On his blog, Debito has posted his advice from 2001 and it still basically holds, though the examples could be updated. Ken Worsley from Japan Economy News is an interesting case of someone who turned from English teaching to entrepreneurship, but the clear thing distinguishing him from many is that he’s quite talented. There just is no escaping that.
It is interesting to see that positions like convenience store clerk, gas station attendant, and even electronics salesman are now open to foreigners, even American-looking white guys. That phenomenon was all but non-existent seven years ago.
Nice to see you mentioned translation, which is a much more viable option for the people you are apparently writing for (it also happens to the job I do “in a regular office building”). If your language skills are tight enough you can make decent money as a translator, even if you just do it freelance (though IMO 2-kyu is pretty worthless. You need much better than 1kyu to be successful). Employment agencies like Tempstaff can help you with details of what you need to do to land that kind of work. Of course, the driver of translation demand is somewhat connected to that of eikaiwa — it depends on Japanese people having sub-standard English skills. If somehow the Japanese education system gets it right, the demand for translation might fall as competition among translators rises.
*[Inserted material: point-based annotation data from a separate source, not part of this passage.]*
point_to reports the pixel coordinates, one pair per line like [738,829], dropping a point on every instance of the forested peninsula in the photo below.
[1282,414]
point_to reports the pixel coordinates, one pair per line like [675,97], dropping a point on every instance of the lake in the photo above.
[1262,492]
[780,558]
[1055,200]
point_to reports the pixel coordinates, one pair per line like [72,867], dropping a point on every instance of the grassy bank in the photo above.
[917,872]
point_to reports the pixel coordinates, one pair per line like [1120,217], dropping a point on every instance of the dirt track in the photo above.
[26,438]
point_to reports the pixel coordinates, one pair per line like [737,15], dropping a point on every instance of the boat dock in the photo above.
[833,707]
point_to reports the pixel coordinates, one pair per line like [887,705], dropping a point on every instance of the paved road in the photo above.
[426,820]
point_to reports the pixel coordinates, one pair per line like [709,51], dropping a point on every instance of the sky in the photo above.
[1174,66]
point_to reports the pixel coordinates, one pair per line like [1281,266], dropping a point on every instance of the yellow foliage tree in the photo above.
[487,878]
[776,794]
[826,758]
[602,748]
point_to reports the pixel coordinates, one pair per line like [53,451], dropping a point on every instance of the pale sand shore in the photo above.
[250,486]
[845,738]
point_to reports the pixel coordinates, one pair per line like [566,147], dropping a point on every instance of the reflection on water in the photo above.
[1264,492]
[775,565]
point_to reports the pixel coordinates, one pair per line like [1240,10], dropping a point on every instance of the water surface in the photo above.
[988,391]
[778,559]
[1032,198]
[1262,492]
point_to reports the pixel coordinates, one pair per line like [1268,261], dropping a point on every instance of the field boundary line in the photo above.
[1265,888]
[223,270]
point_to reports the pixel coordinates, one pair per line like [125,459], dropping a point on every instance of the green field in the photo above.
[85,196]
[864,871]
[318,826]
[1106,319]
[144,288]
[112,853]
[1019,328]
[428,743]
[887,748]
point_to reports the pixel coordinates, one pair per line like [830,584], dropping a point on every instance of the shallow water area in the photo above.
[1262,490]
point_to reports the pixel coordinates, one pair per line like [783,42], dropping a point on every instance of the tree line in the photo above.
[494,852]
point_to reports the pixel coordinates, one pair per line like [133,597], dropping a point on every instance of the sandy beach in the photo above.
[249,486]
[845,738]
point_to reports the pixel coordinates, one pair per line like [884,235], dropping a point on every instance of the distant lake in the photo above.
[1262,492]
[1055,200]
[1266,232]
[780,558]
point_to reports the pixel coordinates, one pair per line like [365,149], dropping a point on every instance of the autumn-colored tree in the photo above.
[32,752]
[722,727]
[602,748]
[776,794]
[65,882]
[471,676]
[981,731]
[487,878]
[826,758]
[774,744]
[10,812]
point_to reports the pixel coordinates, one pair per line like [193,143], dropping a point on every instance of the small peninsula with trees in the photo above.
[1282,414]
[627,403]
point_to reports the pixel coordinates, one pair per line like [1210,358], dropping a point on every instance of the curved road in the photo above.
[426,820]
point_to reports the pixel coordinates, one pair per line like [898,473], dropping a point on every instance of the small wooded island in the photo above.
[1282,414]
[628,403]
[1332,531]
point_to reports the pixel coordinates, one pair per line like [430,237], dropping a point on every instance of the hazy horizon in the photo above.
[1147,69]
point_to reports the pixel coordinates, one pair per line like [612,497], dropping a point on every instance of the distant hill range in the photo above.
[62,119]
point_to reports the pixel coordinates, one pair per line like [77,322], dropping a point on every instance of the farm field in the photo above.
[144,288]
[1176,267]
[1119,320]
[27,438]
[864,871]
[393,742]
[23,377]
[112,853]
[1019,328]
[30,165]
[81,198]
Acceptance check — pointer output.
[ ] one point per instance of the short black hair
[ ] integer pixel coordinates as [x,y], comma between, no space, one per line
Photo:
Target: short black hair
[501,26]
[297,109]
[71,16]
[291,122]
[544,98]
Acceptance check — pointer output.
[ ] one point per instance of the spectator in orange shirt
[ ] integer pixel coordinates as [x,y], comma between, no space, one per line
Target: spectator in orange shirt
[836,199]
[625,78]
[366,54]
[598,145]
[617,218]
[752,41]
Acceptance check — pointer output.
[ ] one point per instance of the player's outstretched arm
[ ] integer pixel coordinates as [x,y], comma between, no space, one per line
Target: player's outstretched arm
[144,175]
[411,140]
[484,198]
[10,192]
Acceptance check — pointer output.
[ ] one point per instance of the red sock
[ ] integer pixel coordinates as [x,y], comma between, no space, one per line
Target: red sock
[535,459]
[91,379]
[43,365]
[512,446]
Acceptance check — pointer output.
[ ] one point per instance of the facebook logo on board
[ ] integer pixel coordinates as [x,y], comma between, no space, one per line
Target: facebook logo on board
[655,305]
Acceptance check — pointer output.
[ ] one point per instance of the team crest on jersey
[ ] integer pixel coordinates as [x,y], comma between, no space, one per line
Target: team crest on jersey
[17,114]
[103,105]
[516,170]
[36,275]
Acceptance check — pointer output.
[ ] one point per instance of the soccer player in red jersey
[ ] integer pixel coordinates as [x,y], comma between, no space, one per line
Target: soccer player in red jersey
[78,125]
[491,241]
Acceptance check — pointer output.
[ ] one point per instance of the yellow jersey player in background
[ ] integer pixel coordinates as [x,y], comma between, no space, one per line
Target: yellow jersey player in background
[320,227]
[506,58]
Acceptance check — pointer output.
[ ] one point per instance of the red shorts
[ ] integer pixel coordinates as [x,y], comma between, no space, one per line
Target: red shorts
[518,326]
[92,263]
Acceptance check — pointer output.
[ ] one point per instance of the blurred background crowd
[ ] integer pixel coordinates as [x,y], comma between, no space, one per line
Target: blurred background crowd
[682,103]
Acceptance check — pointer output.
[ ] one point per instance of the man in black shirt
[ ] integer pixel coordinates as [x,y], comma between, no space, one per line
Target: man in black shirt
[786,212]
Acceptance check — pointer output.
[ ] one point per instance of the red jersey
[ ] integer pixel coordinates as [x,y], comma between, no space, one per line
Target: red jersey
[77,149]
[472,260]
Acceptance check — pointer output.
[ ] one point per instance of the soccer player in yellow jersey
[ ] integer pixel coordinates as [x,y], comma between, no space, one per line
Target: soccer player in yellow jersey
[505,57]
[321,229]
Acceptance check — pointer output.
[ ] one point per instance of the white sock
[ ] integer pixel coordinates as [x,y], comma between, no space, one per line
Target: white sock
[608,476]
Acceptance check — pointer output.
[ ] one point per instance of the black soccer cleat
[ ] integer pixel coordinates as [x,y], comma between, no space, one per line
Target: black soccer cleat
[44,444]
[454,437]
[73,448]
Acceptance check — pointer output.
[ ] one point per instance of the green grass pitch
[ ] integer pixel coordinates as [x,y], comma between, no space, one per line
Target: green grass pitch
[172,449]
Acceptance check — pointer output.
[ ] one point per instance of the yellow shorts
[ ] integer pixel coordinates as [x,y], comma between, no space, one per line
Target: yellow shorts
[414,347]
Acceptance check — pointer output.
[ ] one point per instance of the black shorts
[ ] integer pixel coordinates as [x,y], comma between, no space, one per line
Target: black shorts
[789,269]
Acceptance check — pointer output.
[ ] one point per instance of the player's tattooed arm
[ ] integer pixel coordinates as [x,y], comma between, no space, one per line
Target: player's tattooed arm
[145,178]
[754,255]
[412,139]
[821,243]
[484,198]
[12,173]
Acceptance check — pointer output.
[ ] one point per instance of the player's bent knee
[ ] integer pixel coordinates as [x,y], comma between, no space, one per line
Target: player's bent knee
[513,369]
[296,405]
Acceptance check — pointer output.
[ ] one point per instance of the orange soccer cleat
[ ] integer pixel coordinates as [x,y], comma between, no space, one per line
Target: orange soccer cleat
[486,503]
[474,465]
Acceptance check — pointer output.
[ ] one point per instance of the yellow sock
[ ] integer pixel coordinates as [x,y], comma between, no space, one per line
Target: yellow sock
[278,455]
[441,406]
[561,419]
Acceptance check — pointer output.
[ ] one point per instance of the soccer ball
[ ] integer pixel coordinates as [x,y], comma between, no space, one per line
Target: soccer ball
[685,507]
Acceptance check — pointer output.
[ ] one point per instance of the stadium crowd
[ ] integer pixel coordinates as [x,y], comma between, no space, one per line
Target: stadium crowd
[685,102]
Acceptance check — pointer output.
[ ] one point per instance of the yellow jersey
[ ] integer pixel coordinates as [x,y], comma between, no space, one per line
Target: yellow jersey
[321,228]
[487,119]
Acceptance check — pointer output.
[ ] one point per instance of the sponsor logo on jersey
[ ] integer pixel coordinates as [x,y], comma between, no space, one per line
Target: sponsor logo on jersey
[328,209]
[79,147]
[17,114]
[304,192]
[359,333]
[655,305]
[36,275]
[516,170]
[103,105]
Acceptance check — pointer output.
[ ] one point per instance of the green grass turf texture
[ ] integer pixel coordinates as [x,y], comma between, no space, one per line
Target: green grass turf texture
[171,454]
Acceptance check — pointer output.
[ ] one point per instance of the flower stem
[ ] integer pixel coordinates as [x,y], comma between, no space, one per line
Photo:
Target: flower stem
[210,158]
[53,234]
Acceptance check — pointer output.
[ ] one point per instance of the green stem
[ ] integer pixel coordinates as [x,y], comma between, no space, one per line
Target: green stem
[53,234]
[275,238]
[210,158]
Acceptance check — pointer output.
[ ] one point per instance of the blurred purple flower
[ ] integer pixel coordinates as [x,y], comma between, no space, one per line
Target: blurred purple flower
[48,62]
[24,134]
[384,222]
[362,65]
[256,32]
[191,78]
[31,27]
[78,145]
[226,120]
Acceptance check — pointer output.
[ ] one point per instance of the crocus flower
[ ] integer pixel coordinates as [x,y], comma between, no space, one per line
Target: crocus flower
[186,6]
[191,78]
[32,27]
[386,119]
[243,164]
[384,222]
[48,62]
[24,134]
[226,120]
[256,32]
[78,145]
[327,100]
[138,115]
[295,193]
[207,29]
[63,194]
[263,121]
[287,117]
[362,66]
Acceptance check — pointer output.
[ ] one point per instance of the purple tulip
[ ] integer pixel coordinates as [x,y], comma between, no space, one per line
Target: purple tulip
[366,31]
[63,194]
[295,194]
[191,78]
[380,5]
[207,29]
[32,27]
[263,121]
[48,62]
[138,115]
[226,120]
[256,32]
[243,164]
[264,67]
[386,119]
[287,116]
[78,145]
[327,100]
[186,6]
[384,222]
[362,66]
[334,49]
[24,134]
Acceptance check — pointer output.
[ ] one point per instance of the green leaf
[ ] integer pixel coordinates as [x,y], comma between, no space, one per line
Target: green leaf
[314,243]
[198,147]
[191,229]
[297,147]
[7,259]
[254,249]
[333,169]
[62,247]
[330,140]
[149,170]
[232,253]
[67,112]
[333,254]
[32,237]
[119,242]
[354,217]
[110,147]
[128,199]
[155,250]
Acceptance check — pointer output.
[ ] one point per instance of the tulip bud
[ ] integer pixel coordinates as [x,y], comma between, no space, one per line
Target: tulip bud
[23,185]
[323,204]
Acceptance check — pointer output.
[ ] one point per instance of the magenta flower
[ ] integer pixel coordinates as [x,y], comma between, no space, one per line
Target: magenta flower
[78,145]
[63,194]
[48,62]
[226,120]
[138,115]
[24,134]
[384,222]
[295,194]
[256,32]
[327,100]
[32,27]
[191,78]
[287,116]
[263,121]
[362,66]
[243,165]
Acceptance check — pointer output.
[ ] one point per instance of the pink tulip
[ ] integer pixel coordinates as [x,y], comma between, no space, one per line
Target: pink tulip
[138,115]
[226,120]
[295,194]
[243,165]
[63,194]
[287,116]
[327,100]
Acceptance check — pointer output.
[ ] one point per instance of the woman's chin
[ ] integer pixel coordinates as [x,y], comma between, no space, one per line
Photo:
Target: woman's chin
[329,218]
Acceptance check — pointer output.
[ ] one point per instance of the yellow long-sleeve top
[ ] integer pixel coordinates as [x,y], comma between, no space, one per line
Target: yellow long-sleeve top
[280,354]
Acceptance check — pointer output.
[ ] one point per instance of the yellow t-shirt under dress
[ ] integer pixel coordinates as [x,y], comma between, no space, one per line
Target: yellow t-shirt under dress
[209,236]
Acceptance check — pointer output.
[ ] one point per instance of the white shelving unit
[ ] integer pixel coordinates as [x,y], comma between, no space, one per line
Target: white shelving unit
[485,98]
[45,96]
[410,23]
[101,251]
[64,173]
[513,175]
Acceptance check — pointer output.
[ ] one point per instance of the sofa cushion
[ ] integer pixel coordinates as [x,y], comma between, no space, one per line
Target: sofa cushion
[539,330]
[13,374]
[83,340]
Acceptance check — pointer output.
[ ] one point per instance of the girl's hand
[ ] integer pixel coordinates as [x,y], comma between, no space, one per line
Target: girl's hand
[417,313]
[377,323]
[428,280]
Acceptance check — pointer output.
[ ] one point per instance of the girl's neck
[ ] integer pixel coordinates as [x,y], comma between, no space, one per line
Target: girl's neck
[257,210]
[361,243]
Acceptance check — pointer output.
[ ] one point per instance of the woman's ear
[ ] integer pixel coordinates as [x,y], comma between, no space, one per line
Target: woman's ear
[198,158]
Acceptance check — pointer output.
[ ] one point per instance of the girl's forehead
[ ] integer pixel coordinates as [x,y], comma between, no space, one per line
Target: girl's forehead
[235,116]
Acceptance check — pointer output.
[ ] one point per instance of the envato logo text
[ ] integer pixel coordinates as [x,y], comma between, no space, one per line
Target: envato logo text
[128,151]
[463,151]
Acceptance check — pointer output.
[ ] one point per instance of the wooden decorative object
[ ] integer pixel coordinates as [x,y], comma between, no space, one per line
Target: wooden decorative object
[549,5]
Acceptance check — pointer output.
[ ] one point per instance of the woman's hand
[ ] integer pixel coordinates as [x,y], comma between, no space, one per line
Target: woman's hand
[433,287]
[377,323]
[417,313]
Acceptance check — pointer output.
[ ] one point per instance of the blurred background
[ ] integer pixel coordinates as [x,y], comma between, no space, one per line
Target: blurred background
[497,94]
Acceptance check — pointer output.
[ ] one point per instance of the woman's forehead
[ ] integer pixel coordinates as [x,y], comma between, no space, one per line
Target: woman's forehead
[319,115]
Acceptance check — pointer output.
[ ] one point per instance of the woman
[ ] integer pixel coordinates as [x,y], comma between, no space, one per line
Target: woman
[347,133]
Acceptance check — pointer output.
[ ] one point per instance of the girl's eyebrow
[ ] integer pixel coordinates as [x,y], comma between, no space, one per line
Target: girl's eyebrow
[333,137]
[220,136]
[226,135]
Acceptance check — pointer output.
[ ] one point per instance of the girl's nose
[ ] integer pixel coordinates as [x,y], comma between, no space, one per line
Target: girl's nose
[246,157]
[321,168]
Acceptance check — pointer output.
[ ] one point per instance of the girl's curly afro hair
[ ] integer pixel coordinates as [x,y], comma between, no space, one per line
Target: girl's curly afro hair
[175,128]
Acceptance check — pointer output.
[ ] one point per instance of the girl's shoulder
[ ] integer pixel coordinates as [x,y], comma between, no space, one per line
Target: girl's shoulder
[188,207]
I also have to seriously doubt whether “hundreds of thousands” of people have really been fired from eikaiwa schools and face the decision of whether to stay or go. Government statistics seem to show that the number of teachers at private-sector language schools peaked at 15,000 or so, and the numbers now are somewhere just under 10,000. NOVA only employed 4000 teachers and it once boasted that it was the biggest employer of foreign nationals in the private sector. Add to that number the JET program, which accepts about 5,000 people each year, meaning that at any given time there might be as many as 20,000 on JET contracts (though in reality it is probably far less). Then there are the local school district ALT programs and unregistered English teachers/schools, but I don’t see the number topping 100,000. If you want to talk six figures, maybe it would be more accurate to say the decline of the eikaiwa industry has forced hundreds of thousands worldwide to reconsider even attempting a career teaching English in Japan, not to mention future generations for whom it will be basically out of the question.